Voici également l’opportunité de vous dire que nous avons développé le rayon manga indépendant en y intègrant des titres d’auteurs présents dans AX , et d’autres , tous publiés dans les maisons d’éditions suivantes : Imho, Matière, Picquier, Le lézard Noir, Ego comme x, Casterman (collection sakka), Kana (collection made in), Cornelius, Flblb, Dargaud et Soleil (collection quadrants) .

Et pour finir en toute beauté, pour se payer une bonne tranche d’humour, éclatez-vous avec Jésus et Bouddha qui sont venus passer quelques jours parmi nous, histoire de se détendre un peu après ces deux derniers millénaires. Au fait, c’est Jésus qui ressemble à Johnny Depp , ou l’inverse ?

Superman, The man of steel de retour en librairie

Est-ce un oiseau ? Est-ce un avion ? non, c’est Superman

Alors qu’internet ne parle que du nouveau film de Zack Snyder, Brian Singer et Christopher Nolan sur Superman, en France, Panini fait honneur à notre héros. Pas moins de trois titres lui sont consacrés :

« Superman les origines secrètes » : la vie de Superman de A à Z. On redécouvre les début de Clark avec la Légion et ses débuts au Daily Planet. Un bonne série en deux tomes pour découvrir le mythique Superman. Et pour ceux qui le connaissent déjà sur le bout des doigts, vous pourrez toujours vous régaler du dessin de Gary Frank qui rend un hommage à Christopher Reeves, inoubliable Superman des films des années 80.

« Superman All Star » : redécouvrez Superman comme vous ne l’avez jamais vu, avec « All Star Superman » vit ses dernières heures… Le scénariste Grant Morisson lui a réservé une aventure hors du commun. Si le Dark Knight de Frank Miller avait changé irrémédiablement l’univers de Batman, « All Star… » changera à jamais votre vision de l’homme d’acier.

« Superman New Krypton » : pour ceux qui en on marre des univers parallèles et des éternels recommencements. New krypton est pour vous. Cette histoire se situe dans la chronologie classique. Après avoir fait réapparaître la citée kryptoniène de Kandor, Superman doit faire face à ses responsabilités. Plus de 500 Kryptoniens sont sur Terre avec les mêmes pouvoirs que Superman. Comment vont réagir les habitants de la Terre ??? Voilà toute l’intrigue de ce big book dédié à l’homme d’acier.

Super, non ?

des souris et des hommes… (et quelques bull-guerriers)

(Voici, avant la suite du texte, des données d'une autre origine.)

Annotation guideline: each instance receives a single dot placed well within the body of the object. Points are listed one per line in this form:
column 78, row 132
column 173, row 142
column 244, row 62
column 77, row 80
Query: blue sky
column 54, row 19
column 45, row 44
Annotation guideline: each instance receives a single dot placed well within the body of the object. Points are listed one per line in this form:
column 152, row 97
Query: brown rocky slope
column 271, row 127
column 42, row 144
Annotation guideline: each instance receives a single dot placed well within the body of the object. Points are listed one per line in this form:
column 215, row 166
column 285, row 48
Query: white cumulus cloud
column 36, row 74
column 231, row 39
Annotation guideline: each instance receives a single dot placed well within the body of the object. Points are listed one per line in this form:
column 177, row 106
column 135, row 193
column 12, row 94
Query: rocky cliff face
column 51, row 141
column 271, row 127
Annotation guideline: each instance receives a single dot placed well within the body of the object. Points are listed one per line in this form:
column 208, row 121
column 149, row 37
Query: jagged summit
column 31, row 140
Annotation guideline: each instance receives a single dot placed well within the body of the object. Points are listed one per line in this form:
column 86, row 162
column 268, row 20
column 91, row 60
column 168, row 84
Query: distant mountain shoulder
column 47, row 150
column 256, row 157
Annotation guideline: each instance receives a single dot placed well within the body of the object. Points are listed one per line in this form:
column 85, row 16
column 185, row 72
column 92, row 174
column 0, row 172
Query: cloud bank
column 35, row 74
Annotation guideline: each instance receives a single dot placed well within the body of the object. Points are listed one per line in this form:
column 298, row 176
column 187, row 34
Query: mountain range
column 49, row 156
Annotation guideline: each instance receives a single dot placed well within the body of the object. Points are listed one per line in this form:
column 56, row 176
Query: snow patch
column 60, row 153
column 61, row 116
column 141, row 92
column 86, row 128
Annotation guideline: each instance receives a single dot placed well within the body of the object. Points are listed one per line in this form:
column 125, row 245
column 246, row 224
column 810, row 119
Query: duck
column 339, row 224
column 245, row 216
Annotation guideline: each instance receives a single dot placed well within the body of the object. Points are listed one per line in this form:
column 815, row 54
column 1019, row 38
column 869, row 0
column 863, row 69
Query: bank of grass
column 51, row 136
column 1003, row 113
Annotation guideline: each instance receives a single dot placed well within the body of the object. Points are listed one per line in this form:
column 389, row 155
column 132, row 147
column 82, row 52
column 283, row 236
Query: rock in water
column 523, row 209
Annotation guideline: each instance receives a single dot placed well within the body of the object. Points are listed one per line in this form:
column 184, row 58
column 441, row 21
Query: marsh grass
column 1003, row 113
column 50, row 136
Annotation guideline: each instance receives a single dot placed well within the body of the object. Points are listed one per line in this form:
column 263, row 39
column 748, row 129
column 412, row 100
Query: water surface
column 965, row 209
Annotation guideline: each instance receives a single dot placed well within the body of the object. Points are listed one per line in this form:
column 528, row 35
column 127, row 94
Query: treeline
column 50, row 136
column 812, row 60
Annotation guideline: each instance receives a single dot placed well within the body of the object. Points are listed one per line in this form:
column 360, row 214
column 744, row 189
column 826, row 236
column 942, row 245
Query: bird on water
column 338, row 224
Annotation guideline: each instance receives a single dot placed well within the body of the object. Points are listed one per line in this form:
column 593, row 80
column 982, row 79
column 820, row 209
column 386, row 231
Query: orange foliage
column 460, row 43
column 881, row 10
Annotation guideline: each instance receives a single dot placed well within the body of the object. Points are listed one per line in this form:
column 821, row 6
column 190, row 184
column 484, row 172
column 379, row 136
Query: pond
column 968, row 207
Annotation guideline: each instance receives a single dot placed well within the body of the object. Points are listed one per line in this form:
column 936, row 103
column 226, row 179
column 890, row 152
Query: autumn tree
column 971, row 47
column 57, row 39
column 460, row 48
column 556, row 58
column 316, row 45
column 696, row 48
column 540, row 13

Honte sur nous, si je ne prends pas quelques minutes pour vous parler de quelques albums d’exception venus nous ravir ces dernières semaines.

Tout d’abord, la suite tant attendue de « Makabi » rebaptisé à présent « Lloyd Singer » aux éditions Bamboo. Avec ce 5ème tome (le deuxième du second cycle), Luc Bunschwig et Olivier Neuray continuent à nous narrer le lent apprentissage de l’ancien comptable, aspirant agent du FBI et l’avancée de son enquête sur un serial killer. Psychologie fine et intrigue bien ficelée sont au rendez-vous.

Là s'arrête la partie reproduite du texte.